Security and Defense cooperation

  • QUAD: Formed in 2007 and revived in 2017 The Quadrilateral Security Dialogue (QSD, also known as the Quad) is an informal strategic dialogue between the United States, Japan, Australia and India.
  • Exercise Malabar: The dialogue was paralleled by joint military exercises of an unprecedented scale, titled Exercise Malabar.
  • JIMEX: In spite of the pandemic, complex exercises in all domains were conducted including Japan India maritime exercise (JIMEX 2020) and PASSEX, showcasing the trust and interoperability between the navies.

Challenges

  • The two countries are too far apart to be meaningful partners in any confrontation between one of them and China.
  • No partnership has the military muscle or diplomatic heft to achieve its objectives in countering China.
  • At the diplomatic level, neither pulls the kind of power that can counter Beijing and this is not just because they are not UNSC members, unlike China.
  • Japan obviously has a very advanced high-technology industrial sector, its military industry is insignificant.
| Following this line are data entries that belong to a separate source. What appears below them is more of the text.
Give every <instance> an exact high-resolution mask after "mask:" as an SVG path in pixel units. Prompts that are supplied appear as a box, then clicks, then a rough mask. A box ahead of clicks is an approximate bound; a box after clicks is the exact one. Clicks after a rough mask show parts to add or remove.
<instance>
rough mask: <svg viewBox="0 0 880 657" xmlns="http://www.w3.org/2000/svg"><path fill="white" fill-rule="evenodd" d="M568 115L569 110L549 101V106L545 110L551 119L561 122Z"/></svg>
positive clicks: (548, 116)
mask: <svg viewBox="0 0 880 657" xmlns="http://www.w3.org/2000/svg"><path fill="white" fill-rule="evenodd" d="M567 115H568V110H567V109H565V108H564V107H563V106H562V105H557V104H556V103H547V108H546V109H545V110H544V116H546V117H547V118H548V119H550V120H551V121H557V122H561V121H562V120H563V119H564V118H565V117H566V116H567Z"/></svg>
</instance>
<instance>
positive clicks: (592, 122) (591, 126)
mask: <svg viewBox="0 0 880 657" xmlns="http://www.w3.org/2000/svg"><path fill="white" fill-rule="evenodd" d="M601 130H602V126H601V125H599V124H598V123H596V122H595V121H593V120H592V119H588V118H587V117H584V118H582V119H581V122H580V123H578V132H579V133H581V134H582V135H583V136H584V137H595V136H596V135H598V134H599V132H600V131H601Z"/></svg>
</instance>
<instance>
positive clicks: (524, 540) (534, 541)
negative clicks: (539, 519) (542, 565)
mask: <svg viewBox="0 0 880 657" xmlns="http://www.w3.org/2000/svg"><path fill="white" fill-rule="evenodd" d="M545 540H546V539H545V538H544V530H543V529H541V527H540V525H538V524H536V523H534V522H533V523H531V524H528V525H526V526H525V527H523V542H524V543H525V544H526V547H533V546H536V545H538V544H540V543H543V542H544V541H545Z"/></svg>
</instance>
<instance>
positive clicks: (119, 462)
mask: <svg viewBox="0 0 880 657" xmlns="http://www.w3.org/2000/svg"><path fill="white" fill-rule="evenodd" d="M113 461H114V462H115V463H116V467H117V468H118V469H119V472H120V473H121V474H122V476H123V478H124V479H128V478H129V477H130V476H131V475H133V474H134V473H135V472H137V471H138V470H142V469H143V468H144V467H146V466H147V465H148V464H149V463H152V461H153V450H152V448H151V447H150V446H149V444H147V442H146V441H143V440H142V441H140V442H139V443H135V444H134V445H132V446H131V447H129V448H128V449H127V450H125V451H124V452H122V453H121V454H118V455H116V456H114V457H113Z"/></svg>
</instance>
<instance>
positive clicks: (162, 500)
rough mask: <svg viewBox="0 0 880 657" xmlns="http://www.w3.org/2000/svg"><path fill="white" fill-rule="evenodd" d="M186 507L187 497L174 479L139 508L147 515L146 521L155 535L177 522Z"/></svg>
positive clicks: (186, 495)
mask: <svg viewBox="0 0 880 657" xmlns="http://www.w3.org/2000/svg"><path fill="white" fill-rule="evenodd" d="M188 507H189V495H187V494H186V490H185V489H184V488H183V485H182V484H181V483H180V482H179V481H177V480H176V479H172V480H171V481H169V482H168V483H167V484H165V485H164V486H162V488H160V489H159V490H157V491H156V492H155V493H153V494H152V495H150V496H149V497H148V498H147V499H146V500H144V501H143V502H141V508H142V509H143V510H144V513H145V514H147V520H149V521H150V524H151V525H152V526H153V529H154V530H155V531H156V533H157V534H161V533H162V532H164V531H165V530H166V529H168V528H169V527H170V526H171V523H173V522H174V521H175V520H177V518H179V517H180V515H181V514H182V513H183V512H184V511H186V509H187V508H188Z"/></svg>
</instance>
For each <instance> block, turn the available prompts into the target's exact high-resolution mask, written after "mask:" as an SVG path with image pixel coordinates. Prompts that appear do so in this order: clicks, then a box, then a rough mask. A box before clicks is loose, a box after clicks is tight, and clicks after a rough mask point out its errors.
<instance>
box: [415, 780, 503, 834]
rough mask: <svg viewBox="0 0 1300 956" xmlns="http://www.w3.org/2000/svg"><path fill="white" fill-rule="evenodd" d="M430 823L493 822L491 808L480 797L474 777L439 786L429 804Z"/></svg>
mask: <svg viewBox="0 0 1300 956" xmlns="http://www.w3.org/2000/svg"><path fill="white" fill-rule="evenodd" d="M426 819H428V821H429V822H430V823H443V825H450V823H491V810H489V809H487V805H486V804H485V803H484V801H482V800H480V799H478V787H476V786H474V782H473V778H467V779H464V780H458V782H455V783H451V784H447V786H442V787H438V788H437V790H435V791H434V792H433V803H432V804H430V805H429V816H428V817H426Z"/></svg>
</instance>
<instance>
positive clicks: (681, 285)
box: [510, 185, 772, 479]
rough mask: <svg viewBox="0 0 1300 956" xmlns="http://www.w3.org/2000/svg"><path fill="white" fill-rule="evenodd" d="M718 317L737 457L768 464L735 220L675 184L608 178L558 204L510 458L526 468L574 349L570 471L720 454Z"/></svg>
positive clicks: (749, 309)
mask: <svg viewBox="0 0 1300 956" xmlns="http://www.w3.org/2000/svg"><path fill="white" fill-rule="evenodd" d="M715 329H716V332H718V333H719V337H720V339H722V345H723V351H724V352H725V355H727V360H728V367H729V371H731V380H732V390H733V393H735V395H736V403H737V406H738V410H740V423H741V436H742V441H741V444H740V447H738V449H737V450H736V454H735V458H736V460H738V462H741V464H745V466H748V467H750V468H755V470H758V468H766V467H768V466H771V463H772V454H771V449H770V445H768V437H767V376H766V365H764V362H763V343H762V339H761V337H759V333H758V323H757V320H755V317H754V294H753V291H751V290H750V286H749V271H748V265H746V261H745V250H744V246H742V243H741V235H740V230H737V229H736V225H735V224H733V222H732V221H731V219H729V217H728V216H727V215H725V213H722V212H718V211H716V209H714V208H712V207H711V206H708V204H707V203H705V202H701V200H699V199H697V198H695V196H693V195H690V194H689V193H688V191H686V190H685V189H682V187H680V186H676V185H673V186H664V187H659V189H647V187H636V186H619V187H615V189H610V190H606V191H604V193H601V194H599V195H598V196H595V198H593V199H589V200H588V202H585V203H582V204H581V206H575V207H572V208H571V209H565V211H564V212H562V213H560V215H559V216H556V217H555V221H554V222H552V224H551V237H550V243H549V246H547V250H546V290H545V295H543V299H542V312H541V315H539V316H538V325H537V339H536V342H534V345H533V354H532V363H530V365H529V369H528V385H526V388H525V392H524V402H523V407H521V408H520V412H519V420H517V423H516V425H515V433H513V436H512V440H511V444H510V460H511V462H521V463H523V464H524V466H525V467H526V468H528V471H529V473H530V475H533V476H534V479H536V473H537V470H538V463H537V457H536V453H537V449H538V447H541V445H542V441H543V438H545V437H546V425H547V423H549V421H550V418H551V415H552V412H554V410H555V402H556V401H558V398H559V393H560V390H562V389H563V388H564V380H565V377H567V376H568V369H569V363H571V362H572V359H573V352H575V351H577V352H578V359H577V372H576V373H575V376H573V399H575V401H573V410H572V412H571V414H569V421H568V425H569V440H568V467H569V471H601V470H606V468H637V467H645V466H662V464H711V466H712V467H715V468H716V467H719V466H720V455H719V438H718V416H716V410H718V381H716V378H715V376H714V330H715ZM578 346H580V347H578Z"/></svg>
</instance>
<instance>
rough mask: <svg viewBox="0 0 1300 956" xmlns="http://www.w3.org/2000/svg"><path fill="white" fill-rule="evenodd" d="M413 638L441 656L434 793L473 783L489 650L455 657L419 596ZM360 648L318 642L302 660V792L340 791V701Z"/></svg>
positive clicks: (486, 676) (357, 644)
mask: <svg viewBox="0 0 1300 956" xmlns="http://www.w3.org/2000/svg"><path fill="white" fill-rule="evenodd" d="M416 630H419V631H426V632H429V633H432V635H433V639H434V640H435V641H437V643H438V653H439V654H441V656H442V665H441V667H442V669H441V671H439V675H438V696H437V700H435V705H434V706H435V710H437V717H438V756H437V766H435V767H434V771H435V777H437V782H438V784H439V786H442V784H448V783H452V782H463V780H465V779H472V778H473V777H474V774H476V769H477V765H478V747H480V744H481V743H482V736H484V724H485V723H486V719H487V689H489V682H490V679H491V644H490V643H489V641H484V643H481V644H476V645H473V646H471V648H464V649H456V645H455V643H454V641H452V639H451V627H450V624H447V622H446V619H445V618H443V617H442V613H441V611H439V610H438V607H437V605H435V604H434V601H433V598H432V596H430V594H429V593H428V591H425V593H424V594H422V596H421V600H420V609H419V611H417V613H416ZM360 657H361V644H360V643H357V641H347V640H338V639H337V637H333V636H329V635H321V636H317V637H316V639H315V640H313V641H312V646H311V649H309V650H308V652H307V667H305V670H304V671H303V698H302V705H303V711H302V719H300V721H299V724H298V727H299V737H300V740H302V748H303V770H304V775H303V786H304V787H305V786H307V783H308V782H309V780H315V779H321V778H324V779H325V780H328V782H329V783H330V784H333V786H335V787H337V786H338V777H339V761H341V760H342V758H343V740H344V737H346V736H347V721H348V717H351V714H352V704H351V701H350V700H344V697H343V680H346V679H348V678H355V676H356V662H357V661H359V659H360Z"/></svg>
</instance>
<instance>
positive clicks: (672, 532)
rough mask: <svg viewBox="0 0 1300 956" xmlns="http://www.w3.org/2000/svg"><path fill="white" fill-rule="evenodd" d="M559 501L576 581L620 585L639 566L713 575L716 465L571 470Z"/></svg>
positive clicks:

It’s better not to invoke the DRDO.

Way forward

  • Although the Covid-19 situation remains challenging, people-to-people exchanges between two countries are also being advanced.
  • Cooperation has also taken great strides in the area of security, including joint exercises between the Japan Self-Defense Forces and the Indian Armed Forces.
  • Taking advantage of its considerable assets — the world’s third-largest economy, substantial high-tech skills, Japan is largely perceived as a natural ally to India.
  • If Japan and India continue to add concrete security content to their relationship, their strategic partnership could potentially be a game-changer in Asia.

Conclusion

  • Both should inject substantive military content into the strategic partnership between India and Japan. For there is much that Delhi and Tokyo could do together in meeting their common security challenges.